Dixie Dansercoer, 49, and medical student Sam Deltour, 26, will start their 100-day journey, dubbed Antarctic Ice, on November 04.
“With our expedition we can expose the importance of the southern ice mass as a crucial global climate regulator and even take it a bit further,” Deltour said in a statement released on Wednesday.
“We’ll take daily measurements on the ice which will show how katabatic winds actually circulate. These measurements are possible with mini-weather stations which will hang overnight on our secured kite lines. Each morning we will send the data via satellite telephone to the expedition headquarters back in Belgium.”
Katabatic winds carry high density air from a higher elevation down a slope under the force of gravity.
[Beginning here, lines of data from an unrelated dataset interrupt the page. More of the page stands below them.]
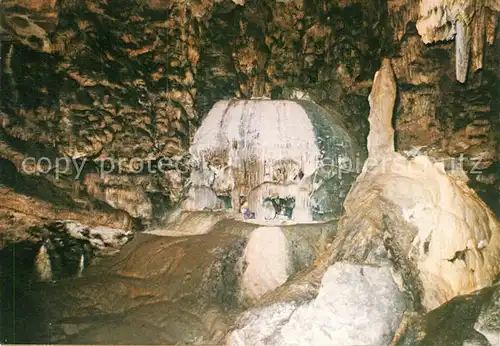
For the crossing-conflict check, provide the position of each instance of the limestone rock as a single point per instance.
(446, 20)
(438, 227)
(465, 320)
(255, 162)
(181, 288)
(356, 304)
(266, 263)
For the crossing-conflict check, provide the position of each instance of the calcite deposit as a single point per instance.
(260, 149)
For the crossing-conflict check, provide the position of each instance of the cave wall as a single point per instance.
(96, 80)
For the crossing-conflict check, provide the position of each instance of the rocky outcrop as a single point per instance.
(467, 320)
(178, 288)
(299, 151)
(355, 305)
(444, 232)
(401, 225)
(470, 23)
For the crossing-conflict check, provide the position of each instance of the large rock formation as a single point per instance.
(164, 289)
(260, 149)
(412, 238)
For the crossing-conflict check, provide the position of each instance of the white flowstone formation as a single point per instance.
(253, 148)
(266, 263)
(457, 245)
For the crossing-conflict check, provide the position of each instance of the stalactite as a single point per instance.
(462, 50)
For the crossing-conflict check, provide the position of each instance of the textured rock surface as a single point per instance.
(437, 226)
(261, 148)
(164, 289)
(109, 82)
(465, 320)
(465, 21)
(355, 305)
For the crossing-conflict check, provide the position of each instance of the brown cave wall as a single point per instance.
(96, 80)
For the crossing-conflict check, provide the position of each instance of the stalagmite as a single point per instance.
(462, 50)
(382, 98)
(439, 226)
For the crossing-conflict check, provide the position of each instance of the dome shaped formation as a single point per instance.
(274, 152)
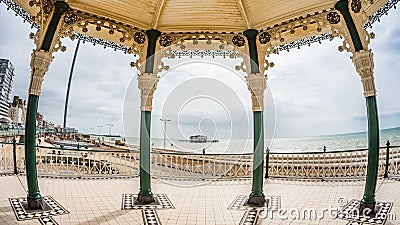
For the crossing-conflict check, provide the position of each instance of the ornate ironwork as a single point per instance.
(382, 11)
(264, 37)
(139, 37)
(46, 5)
(306, 41)
(238, 40)
(333, 17)
(356, 6)
(105, 43)
(19, 12)
(165, 40)
(70, 17)
(202, 53)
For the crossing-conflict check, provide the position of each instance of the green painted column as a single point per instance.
(373, 152)
(145, 183)
(34, 198)
(30, 147)
(368, 201)
(258, 161)
(256, 197)
(145, 195)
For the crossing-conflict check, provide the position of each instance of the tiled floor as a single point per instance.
(195, 202)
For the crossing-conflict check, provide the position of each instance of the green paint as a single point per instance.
(151, 49)
(60, 8)
(372, 113)
(373, 151)
(145, 182)
(30, 150)
(258, 161)
(251, 36)
(343, 7)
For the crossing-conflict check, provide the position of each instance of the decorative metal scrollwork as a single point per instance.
(165, 41)
(47, 5)
(139, 37)
(238, 40)
(356, 6)
(70, 17)
(333, 18)
(264, 37)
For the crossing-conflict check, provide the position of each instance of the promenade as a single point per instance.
(99, 201)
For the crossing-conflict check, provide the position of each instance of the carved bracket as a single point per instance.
(40, 63)
(257, 83)
(364, 63)
(147, 84)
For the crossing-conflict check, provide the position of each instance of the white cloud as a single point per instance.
(316, 89)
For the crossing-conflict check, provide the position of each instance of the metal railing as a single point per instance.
(54, 161)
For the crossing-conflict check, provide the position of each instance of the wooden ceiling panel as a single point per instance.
(206, 13)
(266, 13)
(138, 13)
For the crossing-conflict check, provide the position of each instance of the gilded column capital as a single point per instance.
(256, 83)
(147, 84)
(364, 63)
(40, 62)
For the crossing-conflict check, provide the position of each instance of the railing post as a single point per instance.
(387, 160)
(267, 164)
(15, 155)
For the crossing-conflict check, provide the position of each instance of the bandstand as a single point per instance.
(154, 30)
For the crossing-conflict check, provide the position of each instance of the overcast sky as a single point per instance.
(312, 91)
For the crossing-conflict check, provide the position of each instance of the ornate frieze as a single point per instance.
(40, 63)
(257, 83)
(147, 84)
(364, 63)
(333, 17)
(193, 44)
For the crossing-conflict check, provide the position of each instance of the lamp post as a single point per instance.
(165, 129)
(69, 85)
(99, 129)
(109, 131)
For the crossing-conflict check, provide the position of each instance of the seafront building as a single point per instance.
(17, 111)
(7, 73)
(168, 187)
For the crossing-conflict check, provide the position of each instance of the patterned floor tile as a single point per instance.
(51, 208)
(351, 212)
(150, 217)
(162, 202)
(47, 221)
(250, 217)
(272, 203)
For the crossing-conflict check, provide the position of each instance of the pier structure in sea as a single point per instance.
(156, 30)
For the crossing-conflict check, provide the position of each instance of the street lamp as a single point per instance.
(165, 128)
(109, 131)
(99, 129)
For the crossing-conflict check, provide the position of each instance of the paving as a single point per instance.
(192, 202)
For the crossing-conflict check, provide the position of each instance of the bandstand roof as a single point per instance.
(202, 16)
(190, 16)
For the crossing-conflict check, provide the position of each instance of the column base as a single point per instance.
(257, 201)
(367, 209)
(35, 203)
(144, 199)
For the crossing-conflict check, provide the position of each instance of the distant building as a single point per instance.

They can rush down elevated slopes at hurricane speeds.
Dansercoer and Deltour will each pull identical sleds laden with camping equipment, food, kites, clothes and expedition material.
Their kites have been designed to use katabatic winds.
They hope to assist scientists with new insights concerning the effect of katabatic winds on global climate patterns.
This data will enable scientists to validate existing theoretical mathematical models.
They will eat a menu designed by a Belgian "vegetable chef".
Longest autonomous expedition
Antarctic Ice will be the longest autonomous expedition in the previously unexplored area of east Antarctica.
The barren area high upon the Antarctic Plateau averages around 3 000m above sea level and has a lowest recorded temperature of minus 89.2 degrees Celsius.
If the two are successful they will break the current world record of the longest autonomous and non-motorised expedition.
This record is held by the Norwegian adventurer Rune Gjeldnes, who five years ago completed 4 808km in 90 days, without any resupply during his expedition.
In 1998 Dansercoer and his partner Alain Hubert completed the longest autonomous expedition over the South Pole, covering 3 924km in 99 days.
Deltour was the first Belgian and youngest participant to reach the finish of both the Yukon Quest and the Iditarod in Alaska, two renowned sled dog races.
Two men will document their activities and polar environment using a 3D camera.